A Texas college taps into YouTube as a teaching aid and saves money and time in the process.
On any given day at Panola College in Carthage, TX, you'll find Deborah Edwards using YouTube videos to provide her nursing students with "visual" interpretations of her lectures, or Freddy Mason videotaping his speech class, uploading the best speeches to YouTube, and then using those clips as classroom teaching tools.
On the other side of the school's campus, Cheri Lambert might be using a mix of YouTube and podcasting in her occupational therapy course, while Curtis Odom is supplementing his history class discussions with online videos and PowerPoint presentations.
These instructors' affinity for online videos and other tech-based visual tools dates back about 2-and-a-half years, when their institution introduced a curriculum tool focused on how to locate "good YouTube educational videos online," said Ann Morris, dean of distance education. "Our goal was to show professors how to find those videos and then incorporate them into the curriculum."
At the time, Morris said, she was lured in by the "free" nature of YouTube and wasn't really looking to pioneer a trend that would grow by leaps and bounds over the next two years. In July, for example, roughly 178 million Internet users in the United States watched online video content for an average of 14.7 hours per viewer, according to Internet research firm comScore.
"The service was available, and it was free, so we went for it," said Morris. Also making YouTube attractive was its user-friendly interface and its vast library of educational videos. "There are literally tens of thousands of videos out there that we can use," she said. "Why reinvent the wheel when someone else has already created content that our instructors can use with little time or energy investment?"
To get its online video initiative rolling, Panola College needed no additional equipment, but it did institute a training program for instructors who needed help finding the most appropriate videos for their courses.

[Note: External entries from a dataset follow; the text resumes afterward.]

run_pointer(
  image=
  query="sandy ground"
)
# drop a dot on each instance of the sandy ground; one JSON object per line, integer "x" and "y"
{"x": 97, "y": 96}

The institution's business learning department handled the training, most of which was administered by an individual in charge of professional development and training.
Morris said the training component played an important role in the initiative's success. "We've always prided ourselves in delivering a high level of faculty support," said Morris, "knowing that you can't just create a new program, throw it out there and let the instructors flounder around in it."
During the training sessions, faculty learned how to identify quality videos that would be most applicable to the educational environment. Additional Web resources were also introduced as "excellent tools that teachers could incorporate into their curriculums," said Morris. Once a few instructors got back to class and started experimenting with online videos, word quickly spread to the rest of the campus.
"We had a few early adopters who started using the videos and telling others about the free, online resources," said Morris. "Things just spread from there."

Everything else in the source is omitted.